Weather models mainly take into account the physical processes in the atmosphere. The processes in the ocean, such as large currents or the development of sea ice, are not taken into account in detail. But they have a significant impact on the climate. The AWI experts also use such atmospheric models - for example, the ECHAM model developed by the Max Planck Institute for Meteorology and operated at the Climate Research Centre in Hamburg.

In order to describe the processes in the sea more precisely, a special ocean model has been developed at the AWI over the past few years - FESOM. Among other things it simulates ocean currents and sea ice. AWI researchers have linked the models ECHAM and FESOM into a coupled model – the "AWI Climate Model". It allows climate simulations that do not only consider the atmosphere, but also the ocean and sea ice in detail. With the AWI Climate Model, simulations can be carried out on a global scale as well as in detail for certain regions. This is due not least to the special properties of FESOM.

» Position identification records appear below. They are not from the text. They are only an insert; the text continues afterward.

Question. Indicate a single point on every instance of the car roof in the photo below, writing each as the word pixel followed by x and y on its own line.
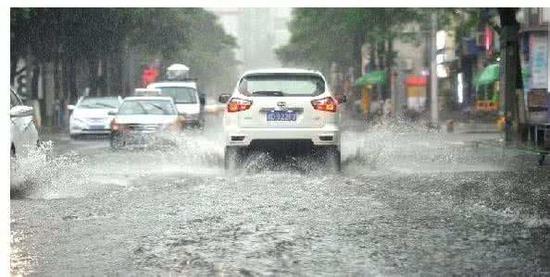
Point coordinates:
pixel 98 97
pixel 282 70
pixel 189 84
pixel 134 98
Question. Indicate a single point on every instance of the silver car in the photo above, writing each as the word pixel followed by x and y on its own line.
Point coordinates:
pixel 144 120
pixel 90 115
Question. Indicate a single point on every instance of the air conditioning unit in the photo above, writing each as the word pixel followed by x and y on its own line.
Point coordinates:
pixel 480 38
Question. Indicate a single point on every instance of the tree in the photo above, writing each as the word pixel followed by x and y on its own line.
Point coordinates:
pixel 99 40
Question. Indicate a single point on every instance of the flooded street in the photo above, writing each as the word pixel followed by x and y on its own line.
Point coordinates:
pixel 408 201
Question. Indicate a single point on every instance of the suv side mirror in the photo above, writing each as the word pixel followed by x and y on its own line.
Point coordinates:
pixel 223 98
pixel 341 99
pixel 202 99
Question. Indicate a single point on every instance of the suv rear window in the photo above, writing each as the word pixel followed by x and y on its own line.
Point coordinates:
pixel 282 85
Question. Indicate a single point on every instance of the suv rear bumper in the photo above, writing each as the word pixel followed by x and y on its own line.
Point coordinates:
pixel 328 135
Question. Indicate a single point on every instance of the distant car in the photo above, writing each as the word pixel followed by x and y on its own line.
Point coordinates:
pixel 90 115
pixel 23 132
pixel 189 102
pixel 142 120
pixel 283 110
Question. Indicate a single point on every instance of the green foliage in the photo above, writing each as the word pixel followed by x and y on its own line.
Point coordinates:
pixel 322 36
pixel 190 36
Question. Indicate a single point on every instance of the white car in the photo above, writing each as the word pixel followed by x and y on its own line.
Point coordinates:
pixel 90 115
pixel 188 100
pixel 142 120
pixel 290 110
pixel 23 132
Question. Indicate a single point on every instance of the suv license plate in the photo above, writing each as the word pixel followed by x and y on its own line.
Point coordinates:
pixel 281 116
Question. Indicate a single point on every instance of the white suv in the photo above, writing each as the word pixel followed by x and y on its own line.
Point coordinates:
pixel 290 110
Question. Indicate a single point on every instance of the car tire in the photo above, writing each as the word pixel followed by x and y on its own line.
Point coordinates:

Unlike many other ocean models, FESOM does not use cubes as grid boxes. Instead, it works with unstructured grids. Put simply, a flexible network of triangles is placed on the globe. The benefit: It is possible to draw the triangles larger and smaller and thus have a higher resolution for certain areas - for example, individual ocean currents. Using this method, the AWI researchers were able to simulate the climate phenomenon El Niño with higher resolution over several centuries. In another case, the researchers calculated how the currents under the ice shelf of Antarctica could change in the future. The ice shelf is the marginal part of the Antarctic glaciers which slowly moves to the sea. The ice shelf floats as a gigantic ice sheet on the water, but is still firmly connected to the glacier. With FESOM, the researchers are able to simulate the currents that will melt the ice shelf in the course of climate change. It is feared that the Antarctic glaciers will slip faster into the sea when the ice shelf disappears. This could accelerate the sea level rise.

In addition to the coupled climate model consisting of ECHAM and FESOM, AWI researchers also operate the NAOSIM model which focusses on the ocean and sea ice. This model is fed with a lot of knowledge about the physics of sea ice, taking into account the thickness and the concentration of ice floes. Both excert a strong influence on the heat exchange between the atmosphere and the ocean. While with the coupled AWI climate model global climate simulations are possible, NAOSIM only depicts the processes in the Arctic and the North Atlantic. “Altogether, we can use our models to handle the entire spectrum from small to large scales," says Helge Gößling. "We can carry out global climate simulations, but we can also zoom into certain marine areas." For example, the AWI participates with the AWI Climate Model in international climate model intercomparison projects which ultimately serve as a basis for the assessment reports of the Intergovernmental Panel on Climate Change (IPCC).